One of the things I’ve become conscious of after writing two books and being in the latter stages of a third one is when I’m nearing the latter stages of narrative. I’m not a plot outliner; I write forward, sometimes at a charge, sometimes groping in the dark. This makes for an organic, non-linear process, but I prefer it to planning everything out prior to writing a book. I’ve tried that; books I’ve planned I’ve never been able to get off the ground, because by the time I’ve figured everything out in terms of the plot and the language for the telling, among other things, I feel like I haven’t really left myself any of the fun stuff to do, and what’s left is work. I abhor work, and have no qualms about complaining about it. Work is what anything is when there’s nothing fun in something. But as long as I’ve got something fun to look forward to, I can manage to do a lot of what other people might traditionally call work. It’s a state of mind, I suppose, that distinguishes activities that might look very similar from an objective perspective. It’s the subjective feeling of play, and what conditions must exist for that feeling to exist, that colors work so that it does not feel like work, for me.

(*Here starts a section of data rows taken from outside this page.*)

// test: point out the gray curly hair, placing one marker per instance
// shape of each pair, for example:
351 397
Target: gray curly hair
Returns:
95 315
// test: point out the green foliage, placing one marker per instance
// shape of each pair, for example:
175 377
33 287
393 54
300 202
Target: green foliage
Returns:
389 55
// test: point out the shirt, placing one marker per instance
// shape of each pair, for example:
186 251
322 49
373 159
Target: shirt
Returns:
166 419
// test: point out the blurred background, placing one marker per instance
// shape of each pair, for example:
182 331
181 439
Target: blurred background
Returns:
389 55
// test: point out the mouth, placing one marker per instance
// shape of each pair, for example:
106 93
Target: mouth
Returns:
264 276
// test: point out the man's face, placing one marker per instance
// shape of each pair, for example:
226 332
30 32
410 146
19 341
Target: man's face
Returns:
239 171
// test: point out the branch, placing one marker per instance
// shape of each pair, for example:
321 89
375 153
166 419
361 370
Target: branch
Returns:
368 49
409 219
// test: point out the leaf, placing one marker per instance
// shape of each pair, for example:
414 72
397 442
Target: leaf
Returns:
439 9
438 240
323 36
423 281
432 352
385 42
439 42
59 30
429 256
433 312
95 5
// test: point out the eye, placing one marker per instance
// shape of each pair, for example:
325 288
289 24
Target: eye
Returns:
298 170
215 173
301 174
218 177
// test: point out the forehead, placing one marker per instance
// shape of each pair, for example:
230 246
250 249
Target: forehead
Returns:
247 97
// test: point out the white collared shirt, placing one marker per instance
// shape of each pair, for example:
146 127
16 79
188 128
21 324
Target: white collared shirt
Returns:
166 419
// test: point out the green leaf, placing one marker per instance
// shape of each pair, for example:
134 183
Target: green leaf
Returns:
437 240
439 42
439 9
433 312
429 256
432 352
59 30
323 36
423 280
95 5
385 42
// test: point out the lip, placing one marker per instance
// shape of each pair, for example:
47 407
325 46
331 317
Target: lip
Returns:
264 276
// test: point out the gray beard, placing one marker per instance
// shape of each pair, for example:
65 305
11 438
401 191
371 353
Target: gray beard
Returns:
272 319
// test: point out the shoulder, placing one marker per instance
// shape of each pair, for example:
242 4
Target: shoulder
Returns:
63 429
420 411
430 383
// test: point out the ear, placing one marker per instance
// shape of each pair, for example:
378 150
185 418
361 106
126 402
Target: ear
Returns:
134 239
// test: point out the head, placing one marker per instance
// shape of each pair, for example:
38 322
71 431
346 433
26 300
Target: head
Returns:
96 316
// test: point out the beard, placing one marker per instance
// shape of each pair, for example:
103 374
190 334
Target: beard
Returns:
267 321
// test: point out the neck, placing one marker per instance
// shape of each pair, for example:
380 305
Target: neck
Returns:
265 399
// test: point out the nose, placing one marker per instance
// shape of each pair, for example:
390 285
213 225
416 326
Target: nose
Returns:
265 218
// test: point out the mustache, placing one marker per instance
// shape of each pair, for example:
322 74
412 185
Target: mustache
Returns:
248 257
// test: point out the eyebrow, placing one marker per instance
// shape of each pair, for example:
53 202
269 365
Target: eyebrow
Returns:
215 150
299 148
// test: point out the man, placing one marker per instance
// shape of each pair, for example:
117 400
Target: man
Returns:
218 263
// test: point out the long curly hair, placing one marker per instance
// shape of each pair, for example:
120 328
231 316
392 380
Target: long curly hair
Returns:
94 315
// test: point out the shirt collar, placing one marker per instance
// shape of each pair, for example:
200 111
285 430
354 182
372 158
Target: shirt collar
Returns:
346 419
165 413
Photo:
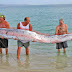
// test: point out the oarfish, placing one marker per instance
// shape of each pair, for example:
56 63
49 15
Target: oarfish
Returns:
26 35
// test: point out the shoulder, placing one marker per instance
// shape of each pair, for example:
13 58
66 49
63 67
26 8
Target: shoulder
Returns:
65 25
30 27
6 22
57 27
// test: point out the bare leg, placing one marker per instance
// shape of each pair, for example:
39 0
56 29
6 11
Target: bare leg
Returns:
6 51
58 50
27 50
64 50
1 50
18 52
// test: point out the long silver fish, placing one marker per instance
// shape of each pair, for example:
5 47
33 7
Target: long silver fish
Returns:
33 36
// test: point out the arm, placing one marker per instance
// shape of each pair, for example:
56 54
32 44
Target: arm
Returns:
67 29
18 26
30 27
7 25
56 32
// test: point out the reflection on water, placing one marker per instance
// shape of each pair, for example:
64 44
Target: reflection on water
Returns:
24 64
61 61
35 63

But because I am not a planner (in terms of knowing absolutely everything before I go into writing a novel), I sometimes find myself at stages in a book that I had not anticipated, because it’s very much like turning a corner and suddenly the hallway with the door at the end–the one you’ve been searching for–is right there in front of you. You might surprise yourself with what you find behind that door, it may open up onto a vista you hadn’t expected, but you know that it’s most likely the last door you have to walk through. I’m at the beginning of that hallway, and I’ve got a long hallway to walk to make it to the door, but it’s there. What frustrations and annoyances I may encounter from taking a more spontaneous and intuitive journey through a book rather than a planned itinerary are made up for by my own encounter with surprise and an ability to receive new ideas about the story I’m writing as I go along, rather than trying to control it from the beginning, to beat it into submission, to fit it into a preconceived form. Afterward, of course, I tend to do a lot of the controlling stuff; taking out what no longer needs to be there, putting in things that must be there, because of some strange growth the story took on that I had not anticipated initially.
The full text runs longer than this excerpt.